Но это тема безконечная: мне только хотелось обратить внимание моих читателей на одного из современных идолов культурнаго человечества – на тот самообман, в котором многие из нас находятся в отношении образования. Я был бы счастлив, если бы кто-нибудь задумался над этим и, если есть у него дети, сумел бы и им внушить, что их успехи в ученье без обучения науке из наук, искусству из искусств, как называют св. отцы духовную жизнь, – не дадут им счастья, что если хотят они быть счастливы, то пусть учатся этой великой науке – жить по заповедям Божьим и растить в своем сердце благодатныя семена жизни вечной. Только тот на земле истинно счастлив, кто опытом сердца знает силу словес Господних: царствие Божие внутрь вас есть…
№ 10
Святые дни
Кто живет церковною жизнию, для того тихо, среди покаянных молитв и трогательных воспоминаний проходит Святая Четыредесятница. Там, за стенами церкви, бурно шумит море житейское, а здесь благодатный мир приосеняет измученныя души кающихся грешников. Не любит грешный мир этого слова – “грешник”, не хочет он признать существование греха: за то и рабствует он греху без надежды на ту свободу духа, какую дает смиренное покаяние у подножия креста Христова. Вне Церкви – нет истиннаго мира, нет чистой радости, нет того счастья, о коем не имеют понятия сыны мира, но которое опытом сердца ведают чада Церкви Православной. О, если бы люди знали это счастье! Если бы целым сердцем возжелали его!

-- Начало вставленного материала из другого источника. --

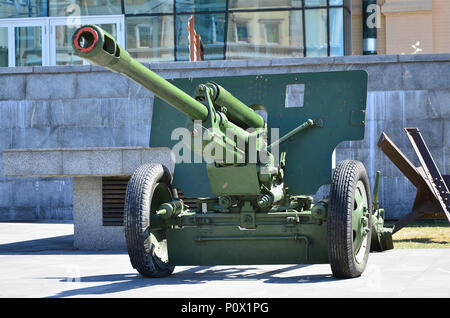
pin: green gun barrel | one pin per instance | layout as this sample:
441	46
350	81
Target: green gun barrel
100	48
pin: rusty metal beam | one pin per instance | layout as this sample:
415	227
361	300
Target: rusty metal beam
432	187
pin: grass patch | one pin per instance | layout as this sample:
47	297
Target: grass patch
423	234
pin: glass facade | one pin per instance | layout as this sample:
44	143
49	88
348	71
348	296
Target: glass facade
156	30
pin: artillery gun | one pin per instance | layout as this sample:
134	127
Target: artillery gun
258	207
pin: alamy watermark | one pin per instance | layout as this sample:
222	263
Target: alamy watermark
199	144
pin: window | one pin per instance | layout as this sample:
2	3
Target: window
272	32
156	30
47	41
241	32
150	38
143	33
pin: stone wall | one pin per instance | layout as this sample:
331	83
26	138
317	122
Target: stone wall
86	106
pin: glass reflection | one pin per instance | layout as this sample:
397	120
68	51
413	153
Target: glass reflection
264	4
316	32
146	6
315	3
28	42
336	32
23	8
210	27
150	38
253	35
3	47
85	7
200	5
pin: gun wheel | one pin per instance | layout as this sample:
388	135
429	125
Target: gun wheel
148	188
349	220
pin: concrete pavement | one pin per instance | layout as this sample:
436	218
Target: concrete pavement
38	260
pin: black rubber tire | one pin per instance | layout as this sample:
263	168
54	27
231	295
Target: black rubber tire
340	219
141	249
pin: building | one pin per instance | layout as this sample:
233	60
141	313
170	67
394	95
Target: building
38	32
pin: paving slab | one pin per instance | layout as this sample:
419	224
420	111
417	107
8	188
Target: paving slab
35	261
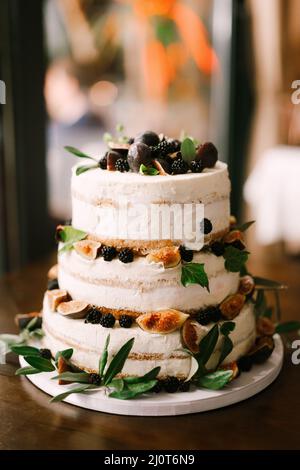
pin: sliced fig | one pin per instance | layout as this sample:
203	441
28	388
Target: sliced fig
247	285
235	238
88	249
262	349
73	309
265	326
52	273
232	305
191	335
55	297
163	321
169	256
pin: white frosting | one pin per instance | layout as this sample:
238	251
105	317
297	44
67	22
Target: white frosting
88	342
100	197
142	286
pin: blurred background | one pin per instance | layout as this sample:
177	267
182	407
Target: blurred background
222	70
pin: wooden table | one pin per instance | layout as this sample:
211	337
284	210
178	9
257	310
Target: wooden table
269	420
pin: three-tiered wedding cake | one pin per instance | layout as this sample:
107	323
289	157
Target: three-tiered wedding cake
166	292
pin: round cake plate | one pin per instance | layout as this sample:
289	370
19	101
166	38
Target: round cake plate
168	404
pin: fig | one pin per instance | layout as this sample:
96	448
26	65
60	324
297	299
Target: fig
265	326
88	249
73	309
191	335
55	297
235	238
246	286
139	154
262	349
169	256
232	305
163	321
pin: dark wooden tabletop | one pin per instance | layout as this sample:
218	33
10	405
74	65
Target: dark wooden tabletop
269	420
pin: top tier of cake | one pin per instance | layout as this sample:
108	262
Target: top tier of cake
97	195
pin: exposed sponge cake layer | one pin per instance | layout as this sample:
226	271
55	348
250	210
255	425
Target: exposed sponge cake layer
149	350
142	286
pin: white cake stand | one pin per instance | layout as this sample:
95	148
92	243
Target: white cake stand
168	404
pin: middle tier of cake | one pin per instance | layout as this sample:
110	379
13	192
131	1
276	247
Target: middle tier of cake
140	286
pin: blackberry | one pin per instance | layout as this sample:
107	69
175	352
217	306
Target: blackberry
205	226
164	148
107	320
108	253
179	167
52	284
196	167
217	248
94	379
171	384
103	162
93	316
157	387
46	353
126	255
184	386
244	363
125	321
186	255
122	165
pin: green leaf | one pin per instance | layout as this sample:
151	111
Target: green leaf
27	371
134	390
77	152
44	365
287	327
188	149
234	259
245	226
227	327
104	356
117	384
215	380
151	375
145	170
26	350
207	345
80	389
262	282
118	362
66	354
194	273
84	168
226	348
80	377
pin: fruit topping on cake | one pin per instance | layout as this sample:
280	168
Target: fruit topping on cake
73	309
164	321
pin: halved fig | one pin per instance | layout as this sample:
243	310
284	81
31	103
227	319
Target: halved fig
62	366
262	349
73	309
247	285
232	305
235	238
55	297
191	335
265	326
169	256
163	321
88	249
53	272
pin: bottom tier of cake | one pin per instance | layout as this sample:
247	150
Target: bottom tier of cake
148	351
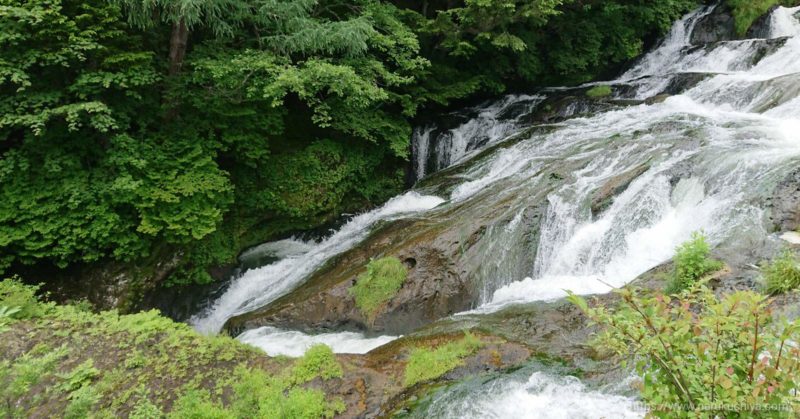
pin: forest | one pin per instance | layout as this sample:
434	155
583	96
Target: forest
131	130
280	209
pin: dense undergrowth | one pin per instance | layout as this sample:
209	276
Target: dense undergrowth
133	131
425	364
701	355
66	361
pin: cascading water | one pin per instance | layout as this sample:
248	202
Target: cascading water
275	341
258	287
435	150
705	158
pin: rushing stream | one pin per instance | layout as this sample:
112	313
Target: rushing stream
703	157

Весь мир тогда преобразился бы.
К несчастью, безполезно говорить с сынами века сего об этом счастье, об этой радости, об этой сладостной тишине сердца. Это значило бы говорить с слепыми о красоте цветов, с глухими – о чудной гармонии звуков… Это значило бы говорить с язычниками о сущности христианства. Не по страху только мучений древние христиане укрывались в катакомбах: в эти подземелья влекло их непреодолимое желание быть наедине с Богом, уйти от этого мира, всецело погруженнаго в рабство греху. Та м изливали они свои пламенныя молитвы, там совершали Божественную Евхаристию, там переживали то, что Господь разумел, когда изрек: царствие Божие внутрь вас есть… Тщательно оберегали они эти тайны духовных настроений от язычников, ибо язычники не могли понять сих тайн, а могли лишь осмеять их…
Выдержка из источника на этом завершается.